EZH2 inhibition and 5-azacytidine enhance antitumor immunity in PTEN-deficient glioblastoma by activation viral mimicry response.

BACKGROUND

PTEN-deficient glioblastoma (GBM) is characterized by an immunosuppressive tumor microenvironment (TME), therapeutic resistance, and poor prognosis. Emerging evidence suggests that dysregulation of the endogenous retrovirus (ERV)-MAVS-IFN pathway may contribute to immune evasion in cancer, but its role in PTEN-deficient GBM remains unclear.

METHODS

Using flow cytometry and single-cell RNA sequencing, we analyzed the immune landscape of PTEN-deficient GBM. We evaluated the effects of 5-azacytidine (5-AZA) monotherapy and its combination with EZH2 inhibition (EZH2i) on ERV reactivation, type I interferon (IFN) responses, and TME remodeling.

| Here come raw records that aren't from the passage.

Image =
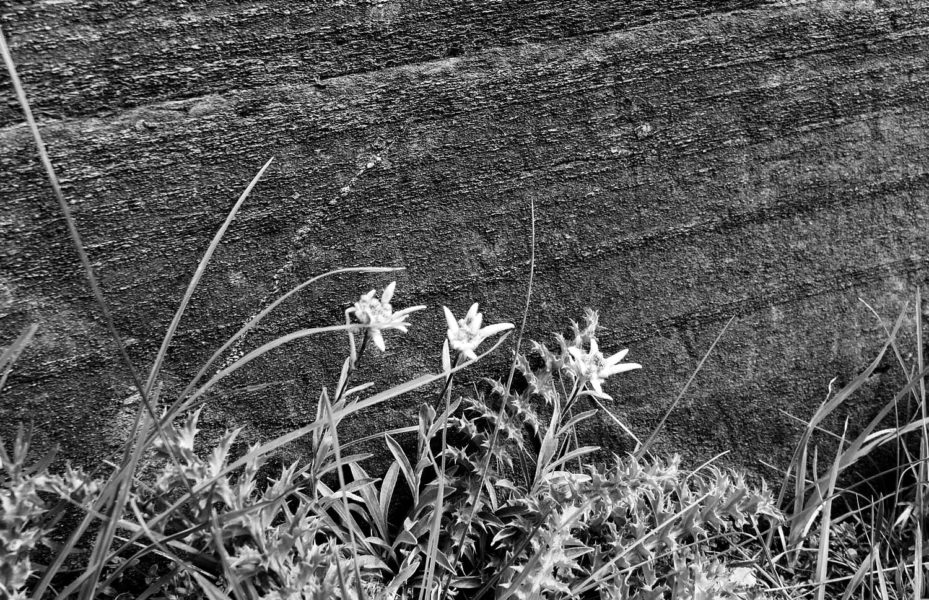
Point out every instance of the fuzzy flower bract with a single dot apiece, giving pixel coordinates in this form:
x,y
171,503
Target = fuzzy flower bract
x,y
378,314
465,335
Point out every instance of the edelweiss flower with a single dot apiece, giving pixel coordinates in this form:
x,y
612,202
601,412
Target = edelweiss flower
x,y
379,314
592,367
467,334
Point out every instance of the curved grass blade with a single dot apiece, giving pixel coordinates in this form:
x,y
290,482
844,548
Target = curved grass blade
x,y
257,318
198,274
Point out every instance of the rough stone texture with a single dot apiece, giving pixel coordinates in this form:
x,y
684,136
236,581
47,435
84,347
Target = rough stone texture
x,y
689,163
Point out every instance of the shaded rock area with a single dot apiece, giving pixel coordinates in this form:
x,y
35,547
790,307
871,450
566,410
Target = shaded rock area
x,y
689,162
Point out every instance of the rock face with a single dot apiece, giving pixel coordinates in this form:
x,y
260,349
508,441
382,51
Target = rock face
x,y
688,164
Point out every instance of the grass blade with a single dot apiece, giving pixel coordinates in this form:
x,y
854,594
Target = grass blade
x,y
195,280
11,354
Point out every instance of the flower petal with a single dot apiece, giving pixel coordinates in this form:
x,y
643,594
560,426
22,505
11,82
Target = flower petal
x,y
616,357
615,369
388,292
378,339
576,353
471,312
450,319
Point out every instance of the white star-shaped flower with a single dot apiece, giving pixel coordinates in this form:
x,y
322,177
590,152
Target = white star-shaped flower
x,y
378,314
465,335
594,368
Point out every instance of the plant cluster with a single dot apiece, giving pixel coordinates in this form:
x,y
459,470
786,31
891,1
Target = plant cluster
x,y
495,501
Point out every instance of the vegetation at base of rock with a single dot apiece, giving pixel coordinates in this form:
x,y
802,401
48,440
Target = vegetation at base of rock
x,y
493,499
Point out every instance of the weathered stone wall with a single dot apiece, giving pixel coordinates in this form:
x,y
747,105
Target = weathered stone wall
x,y
690,161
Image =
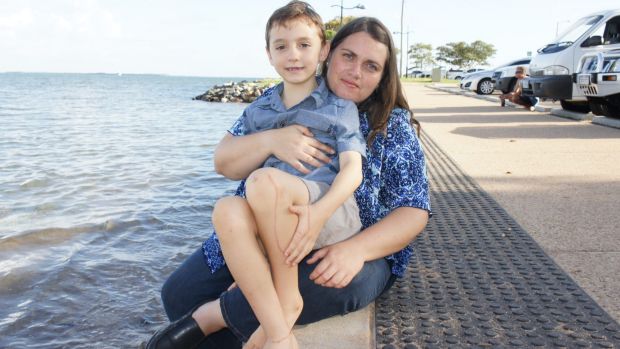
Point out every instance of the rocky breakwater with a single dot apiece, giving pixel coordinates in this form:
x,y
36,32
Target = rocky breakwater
x,y
235,92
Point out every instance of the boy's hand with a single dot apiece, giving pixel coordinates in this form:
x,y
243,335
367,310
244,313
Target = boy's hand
x,y
311,221
297,146
339,264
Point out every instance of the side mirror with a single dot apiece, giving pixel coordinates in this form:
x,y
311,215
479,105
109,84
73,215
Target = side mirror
x,y
592,41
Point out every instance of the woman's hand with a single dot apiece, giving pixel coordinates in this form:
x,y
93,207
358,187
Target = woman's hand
x,y
311,221
297,146
338,266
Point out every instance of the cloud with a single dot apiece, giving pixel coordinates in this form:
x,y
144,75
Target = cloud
x,y
11,24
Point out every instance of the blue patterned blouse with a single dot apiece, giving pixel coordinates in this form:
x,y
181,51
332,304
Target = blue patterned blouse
x,y
394,176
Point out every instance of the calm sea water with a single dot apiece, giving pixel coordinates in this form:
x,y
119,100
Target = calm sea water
x,y
106,185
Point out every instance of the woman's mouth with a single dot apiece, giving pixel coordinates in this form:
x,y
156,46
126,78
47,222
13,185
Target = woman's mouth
x,y
349,84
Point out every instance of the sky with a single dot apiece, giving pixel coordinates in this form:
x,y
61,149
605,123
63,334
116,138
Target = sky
x,y
226,38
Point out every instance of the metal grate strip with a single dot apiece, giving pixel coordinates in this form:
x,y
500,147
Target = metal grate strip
x,y
477,279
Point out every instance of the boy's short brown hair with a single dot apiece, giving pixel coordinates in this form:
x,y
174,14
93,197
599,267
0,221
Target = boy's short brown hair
x,y
295,10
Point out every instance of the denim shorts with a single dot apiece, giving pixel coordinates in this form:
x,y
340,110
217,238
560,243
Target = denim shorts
x,y
343,224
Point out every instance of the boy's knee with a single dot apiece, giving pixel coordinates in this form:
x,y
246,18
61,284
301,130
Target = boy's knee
x,y
227,217
261,185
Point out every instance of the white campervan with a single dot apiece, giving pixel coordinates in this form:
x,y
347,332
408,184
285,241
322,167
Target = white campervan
x,y
598,77
551,70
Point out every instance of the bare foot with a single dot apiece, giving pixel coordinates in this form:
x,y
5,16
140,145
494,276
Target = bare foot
x,y
258,339
290,342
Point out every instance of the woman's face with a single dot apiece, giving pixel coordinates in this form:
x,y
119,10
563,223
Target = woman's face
x,y
356,66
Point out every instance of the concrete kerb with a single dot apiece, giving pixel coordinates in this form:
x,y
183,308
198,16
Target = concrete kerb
x,y
601,120
595,119
355,330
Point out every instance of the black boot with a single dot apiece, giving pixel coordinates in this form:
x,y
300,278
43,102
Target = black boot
x,y
181,334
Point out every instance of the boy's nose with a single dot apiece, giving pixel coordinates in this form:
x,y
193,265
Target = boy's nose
x,y
294,54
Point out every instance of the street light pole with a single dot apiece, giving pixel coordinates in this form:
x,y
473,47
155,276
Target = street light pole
x,y
406,52
342,8
402,11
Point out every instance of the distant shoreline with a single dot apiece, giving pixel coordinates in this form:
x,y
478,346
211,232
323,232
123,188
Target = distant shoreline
x,y
237,92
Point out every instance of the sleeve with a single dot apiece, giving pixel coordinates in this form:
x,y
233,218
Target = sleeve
x,y
405,180
242,126
348,135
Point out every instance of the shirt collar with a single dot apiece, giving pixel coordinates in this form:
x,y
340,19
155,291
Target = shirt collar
x,y
319,96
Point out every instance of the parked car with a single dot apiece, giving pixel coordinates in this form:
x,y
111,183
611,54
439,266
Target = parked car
x,y
598,78
482,81
415,73
455,74
504,77
552,68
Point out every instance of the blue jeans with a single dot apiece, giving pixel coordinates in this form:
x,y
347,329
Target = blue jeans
x,y
193,284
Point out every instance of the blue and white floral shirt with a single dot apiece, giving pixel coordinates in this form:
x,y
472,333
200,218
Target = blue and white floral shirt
x,y
394,176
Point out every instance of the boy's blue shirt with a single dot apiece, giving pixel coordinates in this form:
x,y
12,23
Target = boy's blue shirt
x,y
333,121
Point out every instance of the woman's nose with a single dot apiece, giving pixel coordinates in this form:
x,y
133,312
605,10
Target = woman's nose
x,y
356,71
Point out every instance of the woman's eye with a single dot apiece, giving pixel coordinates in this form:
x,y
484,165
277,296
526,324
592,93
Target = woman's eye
x,y
373,67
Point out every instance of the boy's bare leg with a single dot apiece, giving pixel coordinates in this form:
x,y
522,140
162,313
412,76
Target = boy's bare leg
x,y
248,264
270,193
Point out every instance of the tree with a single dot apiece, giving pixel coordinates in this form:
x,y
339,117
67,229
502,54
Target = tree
x,y
421,54
461,54
334,24
332,27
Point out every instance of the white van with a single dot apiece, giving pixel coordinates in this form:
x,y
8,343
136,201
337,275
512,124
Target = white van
x,y
551,70
598,77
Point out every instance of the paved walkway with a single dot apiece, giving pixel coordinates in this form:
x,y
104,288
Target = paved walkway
x,y
558,178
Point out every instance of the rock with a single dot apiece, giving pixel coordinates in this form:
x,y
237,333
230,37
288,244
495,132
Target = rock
x,y
235,92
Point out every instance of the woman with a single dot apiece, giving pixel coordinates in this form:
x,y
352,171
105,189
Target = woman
x,y
393,202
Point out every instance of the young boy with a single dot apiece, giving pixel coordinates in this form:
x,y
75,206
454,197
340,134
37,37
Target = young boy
x,y
292,211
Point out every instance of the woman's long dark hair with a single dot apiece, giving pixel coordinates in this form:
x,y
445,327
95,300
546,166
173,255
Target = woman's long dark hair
x,y
389,92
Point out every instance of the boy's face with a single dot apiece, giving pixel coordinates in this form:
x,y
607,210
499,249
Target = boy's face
x,y
295,50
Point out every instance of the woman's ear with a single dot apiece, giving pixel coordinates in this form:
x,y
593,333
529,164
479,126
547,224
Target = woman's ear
x,y
324,52
268,55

Mechanistic studies focused on H3K27me3-mediated epigenetic regulation of ERV expression.

RESULTS

We found that PTEN deficiency suppresses type I IFN responses by impairing viral mimicry through dysregulation of the ERV-MAVS-IFN pathway, thereby sustaining an immunosuppressive TME. While 5-AZA alone failed to reactivate ERVs or overcome therapeutic resistance, combining it with EZH2i synergistically restored robust type I IFN signaling. This combination therapy reduced H3K27me3 levels, promoting ERV transcriptional activation and enhancing 5-AZA-induced viral mimicry. Consequently, the dual treatment reprogrammed the TME to boost antitumor immunity and suppress tumor progression.

CONCLUSIONS

Our study demonstrates that PTEN-deficient GBM evades immune surveillance by suppressing the ERV-MAVS-IFN axis. The combination of EZH2i and 5-AZA overcomes this resistance by epigenetically reactivating viral mimicry, offering a promising therapeutic strategy to enhance antitumor immunity and improve outcomes in patients with PTEN-deficient GBM.